CLYDE, Ohio — For roughly the amount of time Donald Trump has been in office, Doug Boyer has been working on a restoration project of his own.
The 55-year-old knew what he was getting into when he bought the dilapidated Victorian on West Buckeye Street in Clyde. He understood that it would cost him hundreds of thousands of dollars to give the circa-1895 stunner new life as a restaurant, hotel, and gallery for local artists.
So he spent several years restoring ornate woodwork and glass, installing six bathrooms and a commercial kitchen, and outfitting the 3,800-square-foot structure with all the safety and accessibility features required to bring it up to code.
But it hasn’t been enough. He says he still has odds and ends to fix, and the pandemic has increased the amount of time it takes to get those odds and ends past government red tape. His restaurant? Still a pipe dream.
Since Mr. Boyer can’t legally operate as a business, he doesn’t. If someone wants ice cream or coffee, he gives it to them for a suggested donation. He will also give it to them for free.

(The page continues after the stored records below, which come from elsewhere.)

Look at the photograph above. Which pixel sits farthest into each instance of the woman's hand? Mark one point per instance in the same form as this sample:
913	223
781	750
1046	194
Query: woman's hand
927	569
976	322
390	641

His connection to the community, and all those coffees and cones on the house, are what’s kept him going during the long, unbearable months of the pandemic, when his business plans were stuck in bureaucratic limbo.
“That’s how God has gotten us through this whole thing. We literally just — we have no idea how we’re surviving day to day,” he said. “It’s been the most incredible experience waiting on the state to facilitate our need to open as a business.”
There was a bright spot recently, Mr. Boyer said, when his business was being considered as a possible stop for President Trump on his trip Thursday to Clyde’s beating industrial heart, the Whirlpool plant.
For whatever reason, it didn’t work out, but Mr. Boyer said the President is still invited to stop by.
“If President Trump wants to get a feel for Clyde, Ohio, he should walk in here, because there are magnificent homes here and there are very few of us who have actually recognized that and started restoring them,” said Mr. Boyer, whose muted blue house commands the street.
Not that Mr. Boyer voted for Mr. Trump. Or Hillary Clinton. Or anyone actually on the ballot in 2016’s general election. A frustrated conservative who doesn’t consider himself to be a Democrat or Republican, he wrote in John Kasich, the Republican and then-Ohio governor who challenged Mr. Trump in the primary.
Like others who didn’t see their values and aspirations for the country reflected in either 2016 candidate, Mr. Boyer, a retired chief warrant officer for the Ohio National Guard, found the choice between Mr. Trump and Mrs. Clinton wrenching.
“I was on my way to work when my wife and I voted, and I stood in there in the poll and I actually shed a tear,” he said. “I literally looked at America and I thought, ‘America has moved into a place where we’re getting exactly what we’ve become in the last three elections.... We’ve just became more involved in the fight than we were in the solution.”
Nothing about Mr. Boyer’s past political choices will make much sense to the people who study these types of trends. Bill Clinton. George W. Bush. Barack Obama. Mitt Romney. John Kasich.
He takes a bit from both parties. He opposes abortion rights, doesn’t trust the government, supports police reform, and doesn’t understand what’s so controversial about universal health care coverage.
“My wife works for the state. I was in the military. We obviously for many, many years had health coverage, and I would look at people that don’t have anything and think, ‘Why can’t they just get my health coverage?’ Where’s our empathy and our common sense realizing there’s a difference between giving them a Porsche, giving them a cell phone, and giving them access to get a couple of Tylenol?”
Clyde, a city of 6,300, is located in Sandusky County, a place that flips back and forth between parties in presidential elections. The equivalent of half the city is employed at Whirlpool, which makes up a significant portion of its tax base.
The county voted for Mr. Trump in 2016, and even the people who won’t vote for him don’t necessarily foresee a different outcome this year.
“It’ll be a big deal to the people of Clyde feeling like Trump loved them enough to come in and say, ‘Hey, I created 200 jobs,’” Mr. Boyer said. “No, Whirlpool created 200 jobs. Donald Trump did not create 200 jobs.”
People in Clyde are community-oriented and likely to vote with their church, union, family — whichever group “captures them,” he said.
“I think this is a community that gets captured by whatever group they associate with the most.”
Mr. Boyer isn’t sure what group or candidate will capture him in 2020. It’s not Donald Trump. It’s also not necessarily Joe Biden, at least not without knowing his running mate. Where does that leave an undecided voter three months from the election?
“I am fearful of a country that judges their worth, in the White House at least, based on the Dow number and how Wall Street’s doing, and doesn’t come out here to roll up their sleeves and find out — how’s Clyde, Ohio?”